Dieses Bild zeigt, dass das APP-Protein sowohl in S. macrospora als auch in N. crassa nur in Fruchtkörpern und nicht im umgebenden Myzel angereichert wird. Der obere Teil zeigt die mikroskopische Analyse eines Fusionsproteins, das aus APP und dem grün-fluoreszierenden Protein (GFP) besteht. Das Fusionskonstrukt wurde unter der Kontrolle der regulatorischen Regionen von app exprimiert. Das linke Bild zeigt ein einen jungen Fruchtkörper (Protoperithezium) mit umgebenden Hyphen im differentiellen Interferenzkontrast (DIC). Die grüne GFP-Fluoreszenz kann im jungen Fruchtkörper beobachtet werden, nicht aber in den umgebenden Hyphen. Im unteren Teil ist die Analyse des nativen APP aus N. crassa zu sehen. Proteinextrakte aus Fruchtkörpern und dem umgebenden Myzel (total) sowie aus Fruchtkörpern allein (perithecia) bzw. dem umgebenden Myzel allein (mycelium) wurden nach 10, 12 oder 14 Tagen extrahiert und auf einem denaturierenden Proteingel aufgetrennt. Die APP-Bande ist durch einen Pfeil markiert. APP ist im Gesamtextrakt (total) und in den Fruchtkörpern zu sehen, aber nicht im umgebenden Myzel. Diese und andere Analysen zeigen, dass die Expression von app in S. macrospora und N. crassa sowohl zeitlich als auch räumlich konserviert ist. Eines unserer weiteren Ziele ist es herauszufinden, in welchem Grad die Genexpression während der pilzlichen Entwicklung auf verschiedenen regulatorischen Ebenen konserviert ist.

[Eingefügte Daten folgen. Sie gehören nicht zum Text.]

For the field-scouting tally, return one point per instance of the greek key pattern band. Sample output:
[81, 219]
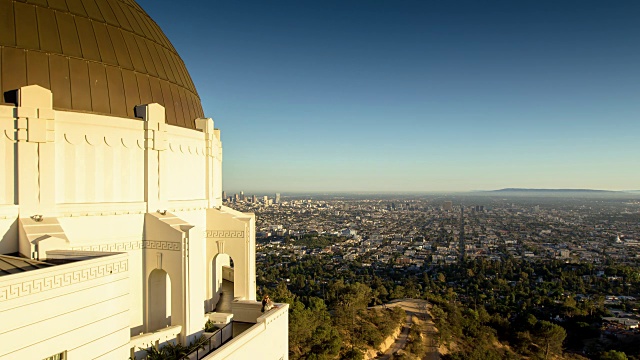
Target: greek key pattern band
[45, 283]
[239, 234]
[131, 245]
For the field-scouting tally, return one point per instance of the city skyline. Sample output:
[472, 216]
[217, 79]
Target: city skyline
[416, 96]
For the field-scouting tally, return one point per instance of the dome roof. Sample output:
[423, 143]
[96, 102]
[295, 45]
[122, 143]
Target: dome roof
[99, 56]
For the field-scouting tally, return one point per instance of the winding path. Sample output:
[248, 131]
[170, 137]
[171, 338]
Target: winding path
[419, 309]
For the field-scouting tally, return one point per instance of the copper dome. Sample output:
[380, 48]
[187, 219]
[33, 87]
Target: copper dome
[99, 56]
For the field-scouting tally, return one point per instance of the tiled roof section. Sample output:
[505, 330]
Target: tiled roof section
[100, 56]
[15, 265]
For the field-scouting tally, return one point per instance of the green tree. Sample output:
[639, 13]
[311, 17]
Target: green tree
[549, 337]
[613, 355]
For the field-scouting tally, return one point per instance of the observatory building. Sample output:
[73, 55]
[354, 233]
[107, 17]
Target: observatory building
[113, 237]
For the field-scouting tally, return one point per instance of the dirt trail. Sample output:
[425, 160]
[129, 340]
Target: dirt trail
[420, 310]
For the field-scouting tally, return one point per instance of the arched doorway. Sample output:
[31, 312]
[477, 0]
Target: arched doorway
[159, 300]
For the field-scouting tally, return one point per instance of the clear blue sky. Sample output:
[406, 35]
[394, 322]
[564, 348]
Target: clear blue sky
[416, 95]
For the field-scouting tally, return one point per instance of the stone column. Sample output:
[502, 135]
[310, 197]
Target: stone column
[35, 152]
[213, 158]
[155, 142]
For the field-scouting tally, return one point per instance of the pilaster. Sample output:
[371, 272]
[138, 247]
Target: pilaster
[213, 154]
[155, 142]
[35, 151]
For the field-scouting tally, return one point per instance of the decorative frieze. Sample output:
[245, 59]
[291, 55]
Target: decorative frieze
[131, 246]
[232, 234]
[50, 282]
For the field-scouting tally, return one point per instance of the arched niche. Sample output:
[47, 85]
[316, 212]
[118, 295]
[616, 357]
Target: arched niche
[159, 300]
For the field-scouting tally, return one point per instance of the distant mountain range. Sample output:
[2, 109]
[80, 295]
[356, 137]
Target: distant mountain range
[590, 191]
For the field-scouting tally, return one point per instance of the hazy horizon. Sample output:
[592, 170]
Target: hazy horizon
[416, 95]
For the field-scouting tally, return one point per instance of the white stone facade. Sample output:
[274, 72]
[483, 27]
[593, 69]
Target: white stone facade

3. Analyse der Evolution der sexuellen Entwicklung in Tremellomyceten

model for mating type evolution

Die Abbildung zeigt ein Modell für die Evolution der Kreuzungstyp-Loci in Tremellomyceten, das auf Basis der vergleichenden Analyse der Genome von 24 Trichosporonales-Arten entwickelt wurde. Gene in den Kreuzungstyploci, die zu den Homöodomänen-Transkriptionsfaktoren (HD-Locus) oder den Pheromon- oder Rezeptorgenen (P/R-Locus) gehören, sind in rot/rosa bzw. blau dargestellt. Gene, die an der sexuellen Entwicklung beteiligt sind, aber nicht ursprünglich Teil des MAT-Locus waren, sind in grün dargestellt, andere Gene in grau. Es werden nur Gene gezeigt, die in C. neoformans und in den Trichosporonales mit den MAT-Genen (STE3, HD) gekoppelt sind (STE11, STE12, STE20, IKS1, MYO2, RPL22), andere Gene sind der Übersichtlichkeit halber nicht dargestellt. In pathogenen Cryptococcus-Arten und in den Trichosporonales kam es unabhängig zu einer Fusion der beiden Kreuzungstyp-Loci. Ebenso geschah der Verlust eines HD-Gens geschah zweimal unabhängig voneinander in Cryptococcus und den Trichosporonales. Weitere Details sind in der entsprechenden Veröffentlichung in PLoS Genetics zu finden (Sun et al. 2019, PLoS Genet 15: e1008365).